Yıllarca Millî Eğitim Bakanlığı`nda öğretmenlik, gezici başöğretmenlik görevinde bulunan Ramiz Arda(1909-13 Aralık 1983 ) tarihleri arasında yaşadı. Kosova`ya bağlı Akova kasabasında doğdu. Babası Delibaş İsyanında şehit edilen Nurettin Çavuş`tur. Bulunduğu her yerde Halkevi çalışmalarına katılmış, Gökbörü, Tanrıdağ gibi dergilerde şiirleri yayımlanmıştır. 1947 yılında Ülkü Halkevleri Mecmuası`nın açtığı hikâye yarışmasında "Köyün Âdeti" hikâyesiyle üçüncülük ödülünü kazanmıştır. Yeni Konya gazetesinde "Fantezi" başlığı altındaki fıkraları ve zaman zaman yayımladığı tefrika yazılarıyla dikkati çekmiştir. Karamanoğlu Mehmet Bey piyesiyle tanınan yazarın Sevda Sultan adlı romanı az bilinen bir eseridir.

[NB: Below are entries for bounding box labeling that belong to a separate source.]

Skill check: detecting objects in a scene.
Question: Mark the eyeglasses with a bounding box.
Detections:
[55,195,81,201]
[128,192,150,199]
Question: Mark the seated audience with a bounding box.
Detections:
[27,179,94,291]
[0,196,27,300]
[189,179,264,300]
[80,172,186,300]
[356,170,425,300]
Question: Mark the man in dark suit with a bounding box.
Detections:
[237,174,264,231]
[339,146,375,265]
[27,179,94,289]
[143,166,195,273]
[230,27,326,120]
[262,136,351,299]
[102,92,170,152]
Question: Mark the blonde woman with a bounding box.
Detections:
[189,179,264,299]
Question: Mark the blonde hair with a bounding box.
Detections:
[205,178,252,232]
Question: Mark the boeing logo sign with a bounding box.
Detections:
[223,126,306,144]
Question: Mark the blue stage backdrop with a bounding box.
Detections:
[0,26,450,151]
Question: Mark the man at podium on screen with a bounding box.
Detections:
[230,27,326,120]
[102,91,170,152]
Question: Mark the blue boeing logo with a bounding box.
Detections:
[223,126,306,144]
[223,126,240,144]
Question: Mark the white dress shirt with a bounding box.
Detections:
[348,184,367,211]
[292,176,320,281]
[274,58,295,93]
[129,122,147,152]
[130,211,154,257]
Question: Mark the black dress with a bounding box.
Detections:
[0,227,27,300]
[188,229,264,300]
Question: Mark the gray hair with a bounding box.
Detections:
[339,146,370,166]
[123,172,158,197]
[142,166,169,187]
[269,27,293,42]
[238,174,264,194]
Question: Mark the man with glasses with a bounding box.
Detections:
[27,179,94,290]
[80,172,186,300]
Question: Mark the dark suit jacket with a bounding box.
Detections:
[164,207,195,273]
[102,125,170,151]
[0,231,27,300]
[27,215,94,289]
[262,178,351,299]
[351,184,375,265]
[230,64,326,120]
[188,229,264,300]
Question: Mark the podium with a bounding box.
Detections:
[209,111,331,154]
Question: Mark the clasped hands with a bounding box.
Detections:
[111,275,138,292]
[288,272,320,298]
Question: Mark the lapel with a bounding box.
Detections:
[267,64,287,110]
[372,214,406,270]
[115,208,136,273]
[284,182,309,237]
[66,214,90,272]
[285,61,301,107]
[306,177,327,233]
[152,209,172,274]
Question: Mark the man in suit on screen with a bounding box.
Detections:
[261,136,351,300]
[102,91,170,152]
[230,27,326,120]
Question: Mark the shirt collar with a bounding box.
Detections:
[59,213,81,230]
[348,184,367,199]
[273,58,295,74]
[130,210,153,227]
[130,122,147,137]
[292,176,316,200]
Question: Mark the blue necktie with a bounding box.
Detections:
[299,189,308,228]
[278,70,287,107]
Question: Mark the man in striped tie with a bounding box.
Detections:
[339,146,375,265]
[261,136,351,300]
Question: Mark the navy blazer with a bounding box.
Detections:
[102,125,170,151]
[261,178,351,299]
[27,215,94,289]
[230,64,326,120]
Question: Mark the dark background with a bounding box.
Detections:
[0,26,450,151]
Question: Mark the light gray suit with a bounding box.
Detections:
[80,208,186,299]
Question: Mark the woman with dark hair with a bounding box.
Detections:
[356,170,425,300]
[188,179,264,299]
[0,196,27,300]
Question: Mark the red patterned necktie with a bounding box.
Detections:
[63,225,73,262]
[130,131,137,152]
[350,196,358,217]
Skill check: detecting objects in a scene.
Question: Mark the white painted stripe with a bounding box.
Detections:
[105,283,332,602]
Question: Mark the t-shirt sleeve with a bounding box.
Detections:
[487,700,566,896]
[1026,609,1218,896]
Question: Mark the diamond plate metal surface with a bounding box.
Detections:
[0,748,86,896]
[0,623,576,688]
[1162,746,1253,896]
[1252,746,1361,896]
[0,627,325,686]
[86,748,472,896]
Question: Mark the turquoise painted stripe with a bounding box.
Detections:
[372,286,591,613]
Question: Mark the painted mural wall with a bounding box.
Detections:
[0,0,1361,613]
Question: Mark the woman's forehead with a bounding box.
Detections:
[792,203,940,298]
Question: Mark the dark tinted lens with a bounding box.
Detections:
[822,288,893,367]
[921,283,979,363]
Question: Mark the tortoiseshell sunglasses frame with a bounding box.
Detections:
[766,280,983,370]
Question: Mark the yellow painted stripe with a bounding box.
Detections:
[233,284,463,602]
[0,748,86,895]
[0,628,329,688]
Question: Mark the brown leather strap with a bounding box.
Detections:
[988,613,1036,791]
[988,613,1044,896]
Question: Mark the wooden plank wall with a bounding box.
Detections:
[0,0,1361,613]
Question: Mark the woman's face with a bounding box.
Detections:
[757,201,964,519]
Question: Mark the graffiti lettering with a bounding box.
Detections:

Sevda Sultan`ın, tarihî romanlarımız içinde kendine özgü bir yeri vardır. Zira Anadolu Selçuklu tarihinin önemli bir dönemine ışık tutmaktadır. Moğolların karşısında direnen Anadolu Selçuklularının mücadelesini anlatan bu romanın kahramanı Sevda Sultan, ünlü Selçuklu veziri Pervane Muinüddin Süleyman Bey`in kızıdır. Büyük Selçukluların veziri Deylemli Ali`nin torunudur. Hepsinden önemlisi, Selçuklu Sarayı`ndan gelmedir. Annesi Gürcü Hatun, Sultan II. Alâaddin`in kız kardeşidir. Selçuklu kadınların arasında yaptıklarıyla efsaneleşmiş bir genç kızdır. Selçuklu erkeklerinin de kendisinden hayranlıkla bahsettiği Sevda Sultan, memleketinin Moğol istilâsından kurtulması, Anadolu`da Selçuklu varlığının yeniden güçlenmesi için varını yoğunu seferber etmiş, ömrünün baharını bu kutsal davaya adamıştır.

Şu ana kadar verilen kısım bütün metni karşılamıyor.